Passwortlos in die Zukunft
Interview mit Sabine Davies, Regional Director EMEA Central und Ingo Schubert, Field CTO der RSA Security Germany GmbH
Die Geschichte von RSA Security beginnt 1982 am Massachusetts Institute of Technology. Die drei Mathematiker Ronald Rivest, Adi Shamir und Leonard Adleman legten mit dem RSA-Kryptosystem den Grundstein für sichere Datenkommunikation. Heute beschäftigt RSA Security weltweit knapp 1.000 Mitarbeiter. Field CTO Ingo Schubert ist seit 23 Jahren dabei. Das ist keine Seltenheit bei RSA Security: „Wir haben Kollegen, die noch viel länger im Unternehmen sind. Diese Kontinuität und Erfahrung prägt unsere Kultur.“
Zwei Säulen für maximale Sicherheit
Das Portfolio von RSA Security Germany ruht auf zwei Hauptsäulen: Die RSA ID Plus Plattform bietet passwortlose Authentifizierung für jeden Nutzer, zu jeder Zeit und an jedem Ort. „Den einen Faktor, der alle Anforderungen erfüllt, gibt es nicht“, erklärt Ingo Schubert. „Deshalb unterstützen wir verschiedene Methoden von Biometrie über QR-Codes bis zu Hardware-Token.“ Besonders in kritischen Infrastrukturen, bewährt sich diese Flexibilität. RSA Security ist der einzige Anbieter mit hybrider Failover-Funktion. „Selbst bei Cyberangriffen oder Cloud-Ausfällen können sich Nutzer weiterhin authentifizieren“, betont Sabine Davies, Regional Director EMEA Central. Ein aktuelles Beispiel: Als das britische Warenhaus Harrods im Frühjahr 2025 angegriffen wurde, kappte man dort alle Internetverbindungen. „Mit reinen Cloud-Lösungen wäre der Betrieb komplett zum Erliegen gekommen“, so Ingo Schubert. Die zweite Säule ist Identity Governance and Lifecycle.
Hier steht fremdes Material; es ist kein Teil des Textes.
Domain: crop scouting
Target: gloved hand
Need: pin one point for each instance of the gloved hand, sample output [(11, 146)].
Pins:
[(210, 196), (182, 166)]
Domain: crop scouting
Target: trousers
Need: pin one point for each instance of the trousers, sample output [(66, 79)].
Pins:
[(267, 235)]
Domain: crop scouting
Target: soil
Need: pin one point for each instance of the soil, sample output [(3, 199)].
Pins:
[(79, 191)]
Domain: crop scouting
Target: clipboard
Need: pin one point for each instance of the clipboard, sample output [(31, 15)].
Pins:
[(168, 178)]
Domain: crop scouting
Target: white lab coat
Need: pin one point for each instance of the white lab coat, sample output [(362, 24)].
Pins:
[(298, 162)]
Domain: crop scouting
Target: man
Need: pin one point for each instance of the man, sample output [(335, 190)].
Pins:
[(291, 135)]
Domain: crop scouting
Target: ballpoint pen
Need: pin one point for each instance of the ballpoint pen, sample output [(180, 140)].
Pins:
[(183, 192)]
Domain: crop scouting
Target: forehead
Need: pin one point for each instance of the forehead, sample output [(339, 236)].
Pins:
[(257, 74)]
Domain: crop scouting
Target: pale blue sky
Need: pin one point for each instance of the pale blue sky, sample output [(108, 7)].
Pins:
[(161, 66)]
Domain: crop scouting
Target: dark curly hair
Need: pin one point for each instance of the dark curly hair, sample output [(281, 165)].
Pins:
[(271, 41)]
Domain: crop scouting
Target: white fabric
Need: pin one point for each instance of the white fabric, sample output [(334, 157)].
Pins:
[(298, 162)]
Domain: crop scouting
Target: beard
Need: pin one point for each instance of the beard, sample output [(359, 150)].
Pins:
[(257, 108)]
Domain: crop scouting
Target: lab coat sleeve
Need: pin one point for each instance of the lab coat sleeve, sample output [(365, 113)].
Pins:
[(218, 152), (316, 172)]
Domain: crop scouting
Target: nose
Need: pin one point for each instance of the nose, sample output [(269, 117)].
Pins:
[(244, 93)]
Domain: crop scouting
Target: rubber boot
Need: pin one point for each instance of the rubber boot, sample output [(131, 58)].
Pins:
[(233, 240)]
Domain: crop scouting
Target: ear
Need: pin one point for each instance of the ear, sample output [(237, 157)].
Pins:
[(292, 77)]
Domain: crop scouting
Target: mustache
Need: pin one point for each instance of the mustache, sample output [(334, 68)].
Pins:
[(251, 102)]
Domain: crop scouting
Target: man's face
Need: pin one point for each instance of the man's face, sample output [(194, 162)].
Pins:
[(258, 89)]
Hier geht es um die Frage: Wer hat Zugriff auf was? „Viele Unternehmen arbeiten noch mit Excel-Listen“, erklärt Ingo Schubert. „Das ist fehleranfällig und bei Audits kommt es zu erheblichen Problemen.“ RSA Security Germany automatisiert diese Prozesse: von Zugriffsanträgen über Genehmigungsworkflows bis zur Audit-Dokumentation.
Erfahrung statt Hype
„Wir sind hochgradig spezialisiert auf Identity und Access Management“, sagt Sabine Davies. „Wir bringen keine Produkte überstürzt auf den Markt.“ Diese Philosophie zeigt sich auch beim Thema Künstliche Intelligenz. „Wir arbeiten seit über 20 Jahren mit Machine Learning“, erklärt Ingo Schubert. „Aber im Sicherheitsbereich muss ich nachvollziehen können, warum eine Entscheidung getroffen wird. Wir setzen nicht einfach ein Large Language Model ein und bezeichnen es als KI.“ Das Unternehmen hat sich zudem verpflichtet, bis 2040 netto null Treibhausgasemissionen zu erreichen. Der neue CEO Greg Nelson investiert verstärkt in passwortlose Lösungen und den durchdachten Einsatz von KI. Die Botschaft bleibt klar: Innovation ja, aber richtig.